A .app on the Mac doesn't have any reasonable current working directory when launched.

Of course it has some working directory, and you can easily find out what it is at runtime by os.getcwd(), and you can test on a variety of different ways of launching on different versions of OS X to figure out all of the patterns, but what good does that do you?

The good news is, you apparently don't actually want the current working directory; you need the directory of the .app bundle or .exe.

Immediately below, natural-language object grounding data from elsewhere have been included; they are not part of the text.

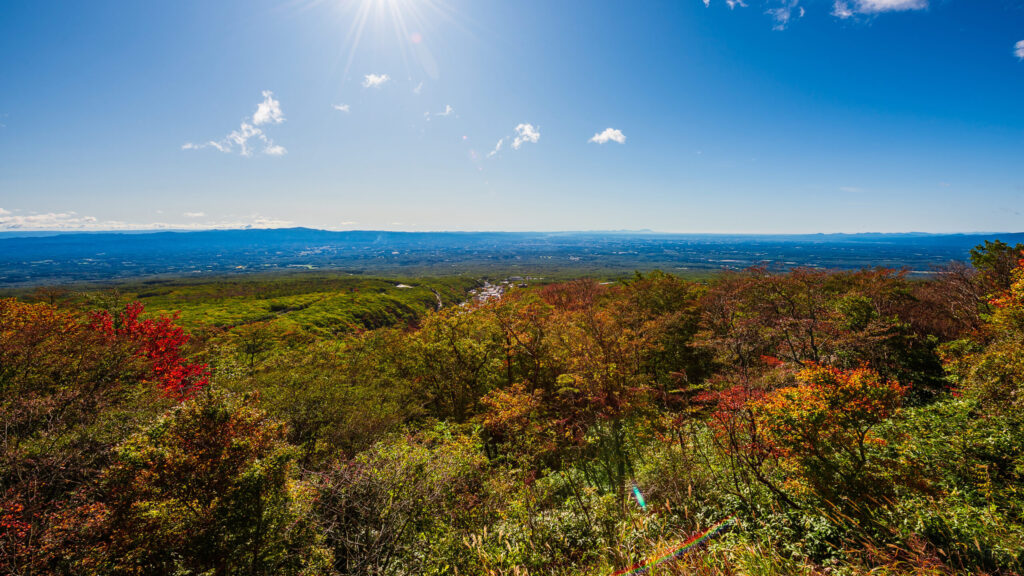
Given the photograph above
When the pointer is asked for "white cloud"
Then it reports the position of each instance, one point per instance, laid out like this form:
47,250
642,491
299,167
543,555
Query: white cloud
74,221
525,133
608,135
267,112
875,6
783,13
847,8
842,9
498,148
449,111
375,80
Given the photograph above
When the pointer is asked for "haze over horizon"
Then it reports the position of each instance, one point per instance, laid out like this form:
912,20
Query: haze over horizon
696,117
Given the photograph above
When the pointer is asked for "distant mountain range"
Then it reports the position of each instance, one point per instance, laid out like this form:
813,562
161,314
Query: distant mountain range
34,258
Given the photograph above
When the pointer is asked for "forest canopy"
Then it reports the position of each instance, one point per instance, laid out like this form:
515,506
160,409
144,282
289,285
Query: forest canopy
845,421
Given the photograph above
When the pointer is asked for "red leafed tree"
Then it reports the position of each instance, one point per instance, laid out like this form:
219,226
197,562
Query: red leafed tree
160,342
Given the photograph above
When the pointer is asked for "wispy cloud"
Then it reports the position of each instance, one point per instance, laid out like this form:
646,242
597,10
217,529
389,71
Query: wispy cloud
782,14
449,111
72,220
842,9
267,112
498,148
608,135
375,80
847,8
525,133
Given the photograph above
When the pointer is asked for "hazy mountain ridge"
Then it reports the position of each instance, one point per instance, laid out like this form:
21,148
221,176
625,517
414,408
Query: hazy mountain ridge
101,256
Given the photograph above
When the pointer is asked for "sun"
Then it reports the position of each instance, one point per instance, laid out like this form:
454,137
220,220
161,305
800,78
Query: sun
409,27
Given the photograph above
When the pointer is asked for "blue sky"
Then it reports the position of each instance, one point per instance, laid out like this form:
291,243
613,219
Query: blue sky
763,116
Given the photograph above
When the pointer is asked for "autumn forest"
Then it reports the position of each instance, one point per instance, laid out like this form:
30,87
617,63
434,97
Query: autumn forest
825,422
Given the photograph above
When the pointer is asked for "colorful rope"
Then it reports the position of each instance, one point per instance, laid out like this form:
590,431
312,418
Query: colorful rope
679,551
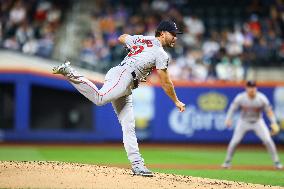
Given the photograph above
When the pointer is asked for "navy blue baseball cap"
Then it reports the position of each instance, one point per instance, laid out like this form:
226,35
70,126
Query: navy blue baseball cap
168,26
251,83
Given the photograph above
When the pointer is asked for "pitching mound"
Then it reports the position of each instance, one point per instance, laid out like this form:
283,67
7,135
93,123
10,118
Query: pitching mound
73,175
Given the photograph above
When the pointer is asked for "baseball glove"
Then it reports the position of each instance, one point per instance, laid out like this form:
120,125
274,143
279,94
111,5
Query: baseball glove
275,129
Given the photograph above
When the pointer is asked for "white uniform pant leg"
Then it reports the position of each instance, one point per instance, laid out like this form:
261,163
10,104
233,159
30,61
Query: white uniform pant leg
116,84
238,135
262,132
124,110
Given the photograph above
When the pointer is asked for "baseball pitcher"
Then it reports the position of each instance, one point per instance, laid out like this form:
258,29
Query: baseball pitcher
145,54
252,103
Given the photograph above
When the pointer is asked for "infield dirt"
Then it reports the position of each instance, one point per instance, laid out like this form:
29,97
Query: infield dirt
42,174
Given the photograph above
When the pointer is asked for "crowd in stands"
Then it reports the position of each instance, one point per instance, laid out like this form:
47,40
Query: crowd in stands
29,26
204,51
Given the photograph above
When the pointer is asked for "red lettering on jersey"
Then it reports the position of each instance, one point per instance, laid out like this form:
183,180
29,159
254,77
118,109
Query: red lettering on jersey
135,50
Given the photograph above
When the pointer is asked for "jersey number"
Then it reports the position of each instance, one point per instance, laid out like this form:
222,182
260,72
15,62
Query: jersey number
138,49
135,50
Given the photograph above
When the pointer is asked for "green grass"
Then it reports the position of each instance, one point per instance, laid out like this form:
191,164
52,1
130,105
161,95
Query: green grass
113,155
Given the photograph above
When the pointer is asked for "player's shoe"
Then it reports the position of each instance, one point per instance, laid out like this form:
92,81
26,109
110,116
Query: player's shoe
278,165
226,165
142,171
66,70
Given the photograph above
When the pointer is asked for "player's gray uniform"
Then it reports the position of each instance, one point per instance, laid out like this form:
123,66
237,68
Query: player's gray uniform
251,118
146,53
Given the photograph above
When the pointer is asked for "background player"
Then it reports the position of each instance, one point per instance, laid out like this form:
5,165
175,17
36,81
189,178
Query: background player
146,53
252,103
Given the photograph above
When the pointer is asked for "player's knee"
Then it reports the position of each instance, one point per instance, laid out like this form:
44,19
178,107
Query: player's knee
128,126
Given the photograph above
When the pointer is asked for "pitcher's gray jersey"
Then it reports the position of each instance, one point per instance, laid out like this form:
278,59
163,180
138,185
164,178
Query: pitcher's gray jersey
146,53
251,109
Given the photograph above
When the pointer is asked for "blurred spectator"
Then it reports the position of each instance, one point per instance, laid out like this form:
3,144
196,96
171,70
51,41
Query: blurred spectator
214,43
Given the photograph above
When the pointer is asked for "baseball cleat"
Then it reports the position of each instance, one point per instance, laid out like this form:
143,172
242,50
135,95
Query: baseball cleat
142,171
226,165
278,165
66,70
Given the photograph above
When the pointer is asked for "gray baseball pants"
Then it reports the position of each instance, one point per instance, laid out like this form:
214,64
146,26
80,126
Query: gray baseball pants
260,129
116,89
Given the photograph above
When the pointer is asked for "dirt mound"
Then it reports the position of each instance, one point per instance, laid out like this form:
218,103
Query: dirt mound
31,174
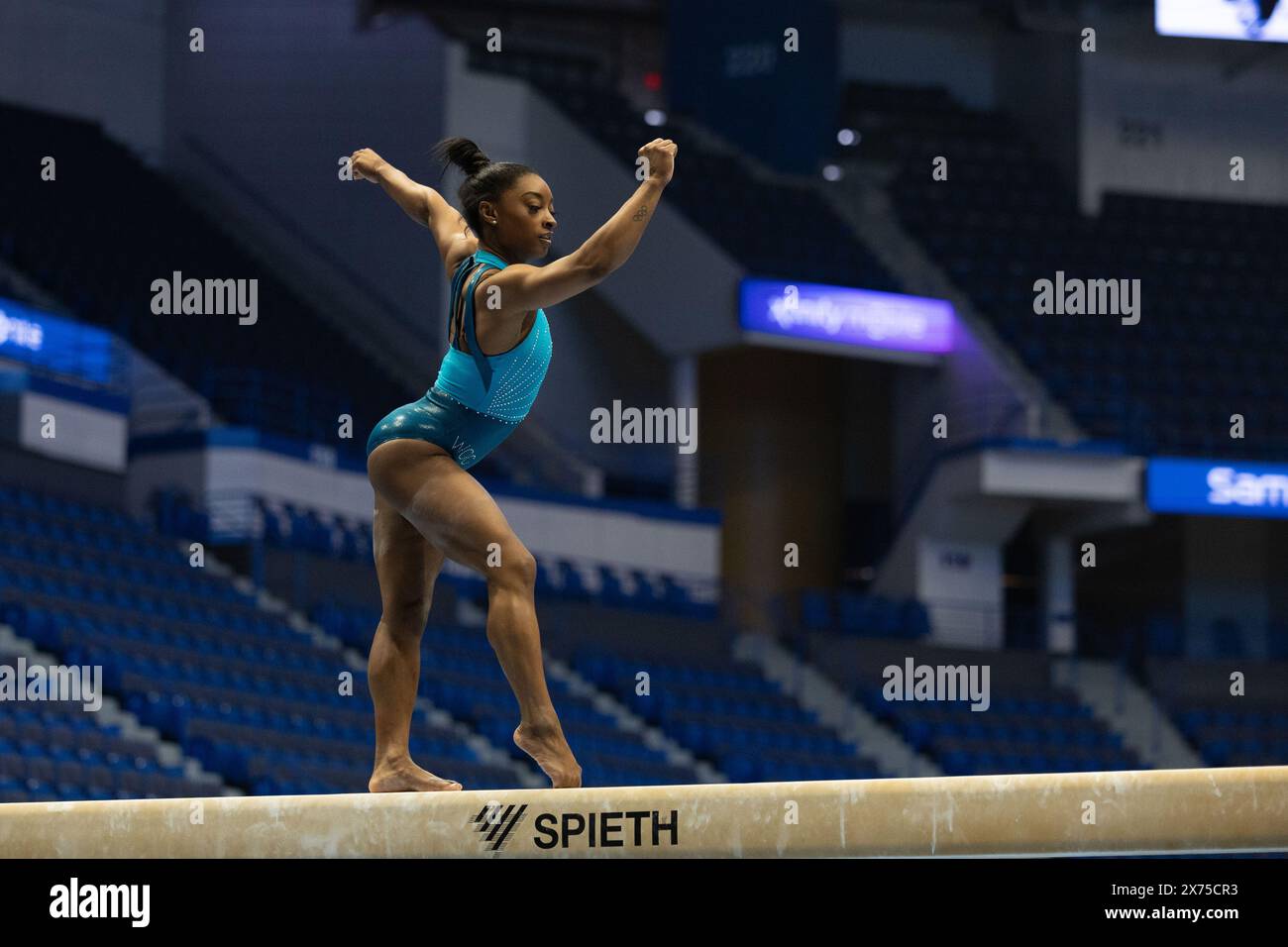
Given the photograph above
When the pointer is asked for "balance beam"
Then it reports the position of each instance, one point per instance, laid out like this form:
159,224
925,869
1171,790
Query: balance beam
1140,812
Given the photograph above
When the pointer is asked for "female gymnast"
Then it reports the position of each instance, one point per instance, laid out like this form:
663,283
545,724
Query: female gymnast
426,505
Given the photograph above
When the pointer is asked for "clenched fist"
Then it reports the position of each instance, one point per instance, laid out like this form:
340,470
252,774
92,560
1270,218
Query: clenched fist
366,165
660,155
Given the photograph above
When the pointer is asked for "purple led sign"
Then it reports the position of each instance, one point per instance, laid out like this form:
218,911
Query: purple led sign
845,316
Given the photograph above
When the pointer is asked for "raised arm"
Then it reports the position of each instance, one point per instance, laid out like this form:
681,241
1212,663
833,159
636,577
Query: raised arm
420,202
524,287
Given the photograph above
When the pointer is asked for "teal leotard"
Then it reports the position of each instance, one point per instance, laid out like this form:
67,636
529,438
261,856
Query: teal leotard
477,399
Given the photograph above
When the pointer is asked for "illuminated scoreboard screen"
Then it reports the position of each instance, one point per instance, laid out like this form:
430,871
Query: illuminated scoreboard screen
842,320
1263,21
58,346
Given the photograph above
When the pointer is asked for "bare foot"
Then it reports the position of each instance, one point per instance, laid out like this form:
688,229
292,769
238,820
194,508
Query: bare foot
546,745
404,776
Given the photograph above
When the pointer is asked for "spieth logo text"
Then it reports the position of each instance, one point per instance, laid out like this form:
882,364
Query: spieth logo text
496,826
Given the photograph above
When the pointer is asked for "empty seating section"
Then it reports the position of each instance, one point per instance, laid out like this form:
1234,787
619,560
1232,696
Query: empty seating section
721,709
237,688
1227,729
143,228
1209,343
741,213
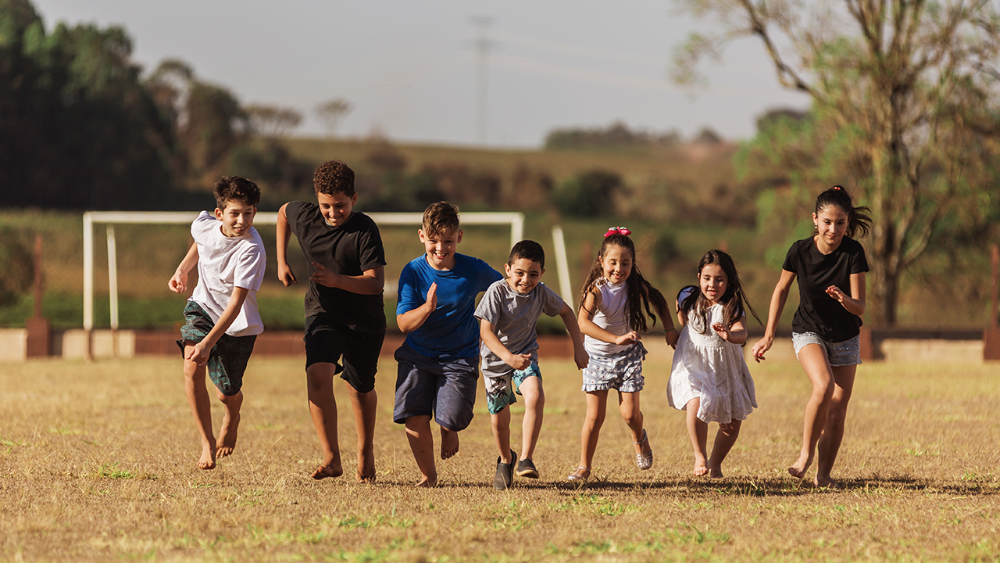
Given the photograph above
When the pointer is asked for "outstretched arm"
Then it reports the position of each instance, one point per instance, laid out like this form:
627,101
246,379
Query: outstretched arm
200,352
573,327
778,299
178,282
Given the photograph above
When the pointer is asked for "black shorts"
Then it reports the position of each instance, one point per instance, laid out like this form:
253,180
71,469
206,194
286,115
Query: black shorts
328,340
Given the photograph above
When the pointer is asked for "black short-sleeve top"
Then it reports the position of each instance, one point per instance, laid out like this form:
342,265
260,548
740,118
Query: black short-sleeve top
818,312
349,249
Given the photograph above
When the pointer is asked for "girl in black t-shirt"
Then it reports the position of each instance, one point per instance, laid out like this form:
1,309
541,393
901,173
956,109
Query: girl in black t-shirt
827,323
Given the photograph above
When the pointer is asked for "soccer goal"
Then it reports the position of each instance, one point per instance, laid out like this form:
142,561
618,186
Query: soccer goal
90,218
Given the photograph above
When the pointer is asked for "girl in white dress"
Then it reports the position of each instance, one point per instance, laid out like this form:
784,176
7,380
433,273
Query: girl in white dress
710,379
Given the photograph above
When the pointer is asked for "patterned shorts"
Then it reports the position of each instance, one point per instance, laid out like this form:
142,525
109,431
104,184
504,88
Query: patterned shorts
228,359
621,371
500,389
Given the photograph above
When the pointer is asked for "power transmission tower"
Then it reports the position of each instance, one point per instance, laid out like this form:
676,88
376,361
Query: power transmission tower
483,46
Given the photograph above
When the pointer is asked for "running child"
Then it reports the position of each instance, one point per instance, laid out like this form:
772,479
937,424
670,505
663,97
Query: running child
345,318
508,313
437,363
611,318
221,315
830,266
710,379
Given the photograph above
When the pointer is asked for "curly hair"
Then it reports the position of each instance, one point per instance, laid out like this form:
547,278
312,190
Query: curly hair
440,217
229,188
332,177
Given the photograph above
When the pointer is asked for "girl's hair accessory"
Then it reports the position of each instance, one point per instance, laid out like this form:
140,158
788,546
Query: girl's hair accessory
617,231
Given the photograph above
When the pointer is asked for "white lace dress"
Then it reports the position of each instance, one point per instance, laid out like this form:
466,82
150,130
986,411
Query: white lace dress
712,369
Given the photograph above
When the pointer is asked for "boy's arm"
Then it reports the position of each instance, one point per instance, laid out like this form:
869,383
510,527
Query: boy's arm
370,282
283,235
573,327
178,282
415,318
488,333
200,352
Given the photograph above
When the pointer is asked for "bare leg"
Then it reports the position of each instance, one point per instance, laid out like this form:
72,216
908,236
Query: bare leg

In other words, if someone does this:

C:\Users\foo> C:\Stuff\MyProgram.exe

You want C:\Stuff (the executable's directory), not C:\Users\foo (the working directory).

On Windows, this is easy. An .exe is just a file, and its path will be the __path__ you get in Python, so:

import os
pathToApp = os.path.dirname(__path__)

On Mac, it's harder. A .app is a bundle—a directory containing other files and directories. Somewhere in there is an executable interpreter and a copy of your script, and __path__ is going to give you the latter, not the path to the .app.

The correct way to get that is to use Cocoa (or CoreFoundation):

import Cocoa
pathToApp = Cocoa.NSBundle.mainBundle().bundlePath()

If you don't want to do that, you pretty much have to rely on some information that the documentation says you can't rely on and could change some day. But the following code should be safe:

import os
pathToApp = __file__
while not pathToApp.endswith('.app'):
  path = os.path.dirname(path)

In order for this to stop working, either the script would have to be outside the .app bundle, or inside another .app inside the one you're looking for, or bundles would have to stop being named .app, or they'd have to stop being structured as normal directories; none of this seems likely to change in OS X 10.*, or even OS Y 11.

As a side issue: what you're trying to do is most likely a bad idea in the first place. A Mac application shouldn't be working with files alongside it. Conversely, if users are going to expect to work on files alongside it, you probably want a simple Unix executable (or just a plain Python script with chmod +x), not an application.

Use the __file__ variable. This will give you the filename of your module. Using the functions in os.path you can determine the full path of the parent directory of your module. The os.path module is in the standard python documentation, you should be able to find that.

Then you can combine the module path with your filename to open it, using os.path.join.